Does the Six Nations Justify the Premiership Play-offs?

With all the excitement of England’s first Grand Slam in 13 years it might be easy to forget the serious business of the Aviva Premiership has been bubbling along every week since the start of February. With no LV Cup this year because of the delayed start to the season English club sides are eight games through a ten week solid block of Premiership matches, five of which were Six Nations weekends.  Does this however still justify having end of season play-offs that consistently reward late bolters?

The well-established semi-finals and final format are run in a manner known as a Shaughnessy play-off system but have only delivered what many would consider the right outcome (the league winner being crowned champions) on four occasions in 13 years.  The logic behind this is that as clubs are disrupted (in normal seasons) by the Autumn Internationals and the Six Nations there should be some compensation for being without star international players for a significant period of the season.
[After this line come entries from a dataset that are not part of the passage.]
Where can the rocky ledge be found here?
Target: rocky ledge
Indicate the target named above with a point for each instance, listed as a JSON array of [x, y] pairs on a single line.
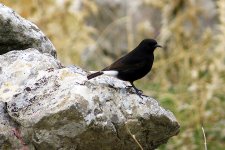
[[44, 105]]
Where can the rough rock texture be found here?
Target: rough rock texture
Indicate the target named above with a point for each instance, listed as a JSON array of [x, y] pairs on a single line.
[[44, 105], [18, 33], [54, 107]]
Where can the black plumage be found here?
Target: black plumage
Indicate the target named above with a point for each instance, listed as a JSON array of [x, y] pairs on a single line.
[[133, 65]]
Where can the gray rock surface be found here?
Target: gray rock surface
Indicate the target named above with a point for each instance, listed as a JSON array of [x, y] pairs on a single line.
[[44, 105], [49, 106], [18, 33]]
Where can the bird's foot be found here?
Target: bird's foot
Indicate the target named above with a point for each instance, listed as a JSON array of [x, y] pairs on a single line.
[[139, 93]]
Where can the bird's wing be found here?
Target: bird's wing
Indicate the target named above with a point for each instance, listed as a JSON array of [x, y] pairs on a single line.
[[125, 63]]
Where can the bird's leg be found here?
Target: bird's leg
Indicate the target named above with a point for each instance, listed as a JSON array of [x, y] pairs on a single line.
[[138, 92]]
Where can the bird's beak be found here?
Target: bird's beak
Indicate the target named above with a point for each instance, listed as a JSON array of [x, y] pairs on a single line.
[[158, 46]]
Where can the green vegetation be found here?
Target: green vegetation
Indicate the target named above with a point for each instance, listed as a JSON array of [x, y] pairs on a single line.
[[188, 76]]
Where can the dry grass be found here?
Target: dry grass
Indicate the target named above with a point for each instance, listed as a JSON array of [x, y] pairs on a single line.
[[188, 76]]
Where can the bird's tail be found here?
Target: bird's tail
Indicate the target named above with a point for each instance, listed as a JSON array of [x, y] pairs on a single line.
[[93, 75]]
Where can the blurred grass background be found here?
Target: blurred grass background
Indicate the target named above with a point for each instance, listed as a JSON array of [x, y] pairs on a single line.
[[188, 76]]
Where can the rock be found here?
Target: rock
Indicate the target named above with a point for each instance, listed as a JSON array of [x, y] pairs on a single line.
[[44, 105], [57, 107], [18, 33]]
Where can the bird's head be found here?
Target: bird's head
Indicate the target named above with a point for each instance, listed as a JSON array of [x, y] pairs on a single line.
[[149, 45]]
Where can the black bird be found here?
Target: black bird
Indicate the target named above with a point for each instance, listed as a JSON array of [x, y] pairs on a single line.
[[133, 65]]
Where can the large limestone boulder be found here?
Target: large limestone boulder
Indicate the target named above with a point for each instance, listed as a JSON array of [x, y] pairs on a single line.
[[45, 105]]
Clubs do receive some financial benefits for providing international players but is this system a reasonable adjustment relative to the impact of International games?
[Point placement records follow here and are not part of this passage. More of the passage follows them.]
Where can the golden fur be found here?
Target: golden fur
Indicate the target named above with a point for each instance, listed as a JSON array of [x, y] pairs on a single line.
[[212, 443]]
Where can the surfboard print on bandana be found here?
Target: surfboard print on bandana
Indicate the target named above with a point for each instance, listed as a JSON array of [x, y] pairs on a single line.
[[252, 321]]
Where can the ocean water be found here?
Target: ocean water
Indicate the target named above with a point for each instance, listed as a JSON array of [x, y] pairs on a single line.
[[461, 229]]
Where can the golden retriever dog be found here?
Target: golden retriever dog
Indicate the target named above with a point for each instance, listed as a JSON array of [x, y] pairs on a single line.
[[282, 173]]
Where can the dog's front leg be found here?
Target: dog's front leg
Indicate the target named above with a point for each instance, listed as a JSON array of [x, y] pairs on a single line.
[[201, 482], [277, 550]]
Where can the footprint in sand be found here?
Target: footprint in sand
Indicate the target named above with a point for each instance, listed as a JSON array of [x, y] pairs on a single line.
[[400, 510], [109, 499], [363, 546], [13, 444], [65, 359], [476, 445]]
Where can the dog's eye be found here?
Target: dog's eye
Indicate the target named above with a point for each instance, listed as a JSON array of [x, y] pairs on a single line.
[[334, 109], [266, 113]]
Looking at the 2015/16 table from Round 11 to Round 17 there is only minimal movement in league positions, most notably Saracens finally slipping off top spot and Harlequins falling out of the play-off places to sixth place. These two sides however do have large contingents of England players so it could be said that the Six Nations does hit them disproportionately because they provide many internationals. On the other hand Bath, who also contribute numerous players such as Jonathan Joseph, George Ford and Antony Watson, have been unable to move from 9th place and have performed little different from the non-international period. The one result that supports the play-off logic was Wasps’ absolute demolition of Saracens 64-23 at Allianz Park, a result that seems inconceivable if Saracens were at full-strength.
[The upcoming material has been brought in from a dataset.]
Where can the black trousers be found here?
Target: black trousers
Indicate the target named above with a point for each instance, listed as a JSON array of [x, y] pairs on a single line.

If then after six weeks of intense Aviva Premiership action the table is virtually the same as before the Six Nations it would not be unreasonable to say that even with freak results caused by weakened line-ups teams more or less still perform as well as they otherwise would have. A return then to a simple league system that rewards resilience and consistency, as well as building a strong squad, would not seem that controversial. However let’s consider this scenario: had Northampton as league winners last season been crowned champions, then we would not be calling Saracens the champions and perhaps players like Maro Itoje and George Kruis may not have been promoted to the England side so readily. Of course the other argument against removing the play-offs is that the league winner should be strong enough to win two more matches and be crowned champions anyway. Yet when only Leicester, Sale and Harlequins have managed this, the argument is clearly flawed. As sides like Wasps and Saracens have demonstrated it is possible to stumble into the play-offs and then end up being titled champions on the basis of two games. This seems like an extreme outcome that seems to outweigh the benefits of the play-offs, such as the showpiece final at Twickenham.

Looking at all the evidence I would conclude that the play-off system rarely produces the right rugby result, and adjusting the whole league system to compensate a very small minority of teams who are heavily impacted by the Six Nations seems excessive. It is unlikely to change given the TV and crowd revenues at the end of season matches, but that is no reason to tolerate a failing system.